Frowning, she didn’t have any intention of defending the move to Bar Harbor to him again. Besides, how could she admit she couldn’t bear to watch The One Who Got Away move on with the next girl? She hated to admit it to herself let alone speak it out loud.

“Since I don’t want to talk and neither do you, what do you say we play a game of poker for the answers?” He pulled out a deck of cards from the same change tray where she’d found the golf tee. “Loser has to answer the question of the winner’s choosing.”

Damn it. He knew she couldn’t resist a challenge any more than he could.

“Since when are we counting poker as a legitimate form of competition?”

“Would you rather arm wrestle?” He flexed his biceps to emphasize his obvious advantage for most sports.

A fact which ticked her off even though the sight of his arms could make her salivate most of the time.

“How about we fish for it?”

He scrubbed a hand along his jaw, considering. “Whoever catches the biggest fish gets to ask their question.”

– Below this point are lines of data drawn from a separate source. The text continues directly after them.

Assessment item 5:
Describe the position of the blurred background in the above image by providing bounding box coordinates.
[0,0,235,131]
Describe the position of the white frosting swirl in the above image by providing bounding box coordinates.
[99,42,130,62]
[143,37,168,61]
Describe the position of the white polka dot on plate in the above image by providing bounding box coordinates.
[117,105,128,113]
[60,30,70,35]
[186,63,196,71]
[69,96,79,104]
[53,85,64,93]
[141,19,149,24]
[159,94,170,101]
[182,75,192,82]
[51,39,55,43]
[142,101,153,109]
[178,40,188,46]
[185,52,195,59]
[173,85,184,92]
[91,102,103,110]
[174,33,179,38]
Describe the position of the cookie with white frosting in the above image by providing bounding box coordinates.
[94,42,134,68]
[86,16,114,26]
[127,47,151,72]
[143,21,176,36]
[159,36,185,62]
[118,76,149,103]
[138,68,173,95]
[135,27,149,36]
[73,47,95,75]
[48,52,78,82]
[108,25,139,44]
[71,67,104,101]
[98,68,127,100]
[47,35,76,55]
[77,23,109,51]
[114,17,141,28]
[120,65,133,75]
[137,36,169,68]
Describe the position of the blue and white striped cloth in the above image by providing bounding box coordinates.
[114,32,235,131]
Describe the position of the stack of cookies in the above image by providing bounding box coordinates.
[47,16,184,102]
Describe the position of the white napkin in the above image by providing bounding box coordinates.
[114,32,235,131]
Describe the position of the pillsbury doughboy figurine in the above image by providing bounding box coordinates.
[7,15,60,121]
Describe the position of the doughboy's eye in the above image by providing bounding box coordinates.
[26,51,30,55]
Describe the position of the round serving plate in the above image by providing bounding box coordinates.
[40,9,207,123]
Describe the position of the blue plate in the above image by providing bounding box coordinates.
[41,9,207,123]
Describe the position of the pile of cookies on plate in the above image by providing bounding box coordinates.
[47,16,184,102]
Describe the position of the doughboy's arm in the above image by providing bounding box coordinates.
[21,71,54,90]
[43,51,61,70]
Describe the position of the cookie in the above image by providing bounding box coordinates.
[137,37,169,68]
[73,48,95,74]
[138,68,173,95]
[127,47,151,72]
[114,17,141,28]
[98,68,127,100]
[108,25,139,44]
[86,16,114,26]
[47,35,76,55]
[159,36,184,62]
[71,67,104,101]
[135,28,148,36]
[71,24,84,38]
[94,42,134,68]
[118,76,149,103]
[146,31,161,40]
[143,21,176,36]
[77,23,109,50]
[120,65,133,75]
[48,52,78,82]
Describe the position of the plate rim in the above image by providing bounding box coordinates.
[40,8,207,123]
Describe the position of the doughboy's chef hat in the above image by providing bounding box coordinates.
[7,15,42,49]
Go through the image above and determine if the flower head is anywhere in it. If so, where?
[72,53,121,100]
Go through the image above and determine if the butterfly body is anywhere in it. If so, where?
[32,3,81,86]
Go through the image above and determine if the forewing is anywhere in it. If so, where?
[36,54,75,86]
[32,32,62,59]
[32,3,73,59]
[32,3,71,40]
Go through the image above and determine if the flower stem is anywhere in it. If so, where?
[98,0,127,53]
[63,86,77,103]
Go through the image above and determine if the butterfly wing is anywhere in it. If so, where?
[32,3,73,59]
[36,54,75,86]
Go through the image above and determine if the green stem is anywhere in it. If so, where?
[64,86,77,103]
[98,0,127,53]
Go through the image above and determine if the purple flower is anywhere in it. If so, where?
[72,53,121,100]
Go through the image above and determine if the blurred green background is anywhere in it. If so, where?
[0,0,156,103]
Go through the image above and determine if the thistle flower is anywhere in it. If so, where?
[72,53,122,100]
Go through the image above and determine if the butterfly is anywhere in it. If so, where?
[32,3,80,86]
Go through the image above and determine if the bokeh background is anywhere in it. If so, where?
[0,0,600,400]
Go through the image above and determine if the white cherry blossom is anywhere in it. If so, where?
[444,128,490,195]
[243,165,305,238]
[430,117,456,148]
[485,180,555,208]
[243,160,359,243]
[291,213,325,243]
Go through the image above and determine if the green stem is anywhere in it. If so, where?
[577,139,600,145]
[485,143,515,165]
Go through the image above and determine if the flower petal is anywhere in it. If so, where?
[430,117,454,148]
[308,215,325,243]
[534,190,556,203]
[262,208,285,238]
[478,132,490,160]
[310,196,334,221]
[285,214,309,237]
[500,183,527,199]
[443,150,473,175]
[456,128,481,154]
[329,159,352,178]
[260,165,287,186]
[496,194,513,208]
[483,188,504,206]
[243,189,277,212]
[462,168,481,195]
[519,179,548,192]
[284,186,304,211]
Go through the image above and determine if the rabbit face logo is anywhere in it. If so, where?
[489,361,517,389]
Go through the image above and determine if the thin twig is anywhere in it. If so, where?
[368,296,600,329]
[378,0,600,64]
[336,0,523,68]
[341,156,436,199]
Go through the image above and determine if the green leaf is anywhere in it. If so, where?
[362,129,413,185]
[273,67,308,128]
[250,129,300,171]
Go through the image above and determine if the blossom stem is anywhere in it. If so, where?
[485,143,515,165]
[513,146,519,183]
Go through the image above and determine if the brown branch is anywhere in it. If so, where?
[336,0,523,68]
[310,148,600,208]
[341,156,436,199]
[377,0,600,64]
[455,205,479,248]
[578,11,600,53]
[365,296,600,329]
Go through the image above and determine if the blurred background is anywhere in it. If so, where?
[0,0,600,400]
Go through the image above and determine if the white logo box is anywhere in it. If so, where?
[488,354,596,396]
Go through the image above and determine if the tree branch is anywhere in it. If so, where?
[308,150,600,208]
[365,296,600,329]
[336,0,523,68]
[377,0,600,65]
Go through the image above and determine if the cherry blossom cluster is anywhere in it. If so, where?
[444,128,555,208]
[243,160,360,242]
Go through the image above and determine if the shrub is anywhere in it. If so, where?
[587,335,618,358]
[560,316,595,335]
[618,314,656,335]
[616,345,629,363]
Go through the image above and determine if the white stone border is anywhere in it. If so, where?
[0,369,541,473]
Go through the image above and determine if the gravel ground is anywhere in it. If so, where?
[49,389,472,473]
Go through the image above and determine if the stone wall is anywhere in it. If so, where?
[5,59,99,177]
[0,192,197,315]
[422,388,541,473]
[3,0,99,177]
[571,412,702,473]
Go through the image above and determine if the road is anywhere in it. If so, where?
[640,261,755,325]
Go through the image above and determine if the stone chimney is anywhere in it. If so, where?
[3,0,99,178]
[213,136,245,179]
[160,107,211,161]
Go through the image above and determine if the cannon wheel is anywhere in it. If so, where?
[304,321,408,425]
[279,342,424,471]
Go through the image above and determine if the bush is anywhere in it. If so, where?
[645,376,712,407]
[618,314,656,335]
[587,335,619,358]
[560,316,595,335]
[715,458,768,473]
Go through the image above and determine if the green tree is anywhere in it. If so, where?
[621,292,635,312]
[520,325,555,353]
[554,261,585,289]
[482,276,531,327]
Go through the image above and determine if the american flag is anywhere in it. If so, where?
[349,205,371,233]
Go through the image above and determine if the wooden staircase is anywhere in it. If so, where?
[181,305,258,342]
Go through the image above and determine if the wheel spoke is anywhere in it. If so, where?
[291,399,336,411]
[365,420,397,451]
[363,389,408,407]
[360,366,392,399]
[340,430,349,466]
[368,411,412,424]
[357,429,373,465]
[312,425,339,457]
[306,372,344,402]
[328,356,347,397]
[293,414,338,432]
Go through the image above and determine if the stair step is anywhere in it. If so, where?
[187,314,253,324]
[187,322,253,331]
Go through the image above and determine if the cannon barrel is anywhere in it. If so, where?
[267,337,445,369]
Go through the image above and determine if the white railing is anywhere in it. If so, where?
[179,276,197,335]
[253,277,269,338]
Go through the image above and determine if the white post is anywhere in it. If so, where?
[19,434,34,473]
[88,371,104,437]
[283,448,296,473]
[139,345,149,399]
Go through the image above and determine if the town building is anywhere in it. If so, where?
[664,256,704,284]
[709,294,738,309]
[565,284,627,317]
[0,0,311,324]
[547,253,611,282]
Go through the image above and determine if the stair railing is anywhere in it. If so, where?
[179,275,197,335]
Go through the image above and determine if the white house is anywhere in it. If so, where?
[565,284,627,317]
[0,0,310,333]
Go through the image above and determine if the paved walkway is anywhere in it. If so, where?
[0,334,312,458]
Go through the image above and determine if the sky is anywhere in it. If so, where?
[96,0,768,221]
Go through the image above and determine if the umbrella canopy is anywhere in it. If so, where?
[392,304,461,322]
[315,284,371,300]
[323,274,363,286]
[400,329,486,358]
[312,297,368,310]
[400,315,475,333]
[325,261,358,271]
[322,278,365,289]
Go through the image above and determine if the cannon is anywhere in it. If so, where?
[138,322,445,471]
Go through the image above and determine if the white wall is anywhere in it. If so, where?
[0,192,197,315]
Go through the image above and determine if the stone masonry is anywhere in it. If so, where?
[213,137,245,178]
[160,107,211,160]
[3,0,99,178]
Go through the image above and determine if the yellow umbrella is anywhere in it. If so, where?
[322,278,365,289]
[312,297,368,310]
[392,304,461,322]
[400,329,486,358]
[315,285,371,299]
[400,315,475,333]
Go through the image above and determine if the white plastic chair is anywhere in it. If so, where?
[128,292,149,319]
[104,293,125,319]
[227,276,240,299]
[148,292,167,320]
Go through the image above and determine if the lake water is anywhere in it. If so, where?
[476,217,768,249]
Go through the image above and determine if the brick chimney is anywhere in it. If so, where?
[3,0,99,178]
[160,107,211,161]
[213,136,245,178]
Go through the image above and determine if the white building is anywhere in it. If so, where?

“Loser has to answerandcook the fish,” she clarified, already seeing him at the on-board grill in her mind’s eye.

“Deal. Care to go double or nothing?” Something about the mischievous wriggle of his eyebrows warned her whatever he had in mind would be trouble.

That didn’t mean she could say no.

“Name your terms, Murphy.”

“Winner claims a sexual favor.” His green eyes seared her skin as his gaze locked on her and she had the distinct impression he already had something specific in mind.

Something he was visualizing right this moment.

A heat wave flashed along her skin. Her heart rate quadrupled. She had to lick her lips to edge words from a throat gone dry.

“You have yourself a deal.”

ChapterSeven

Her competitive nature hadn’t bothered to recall that she’d never been much of a fisher.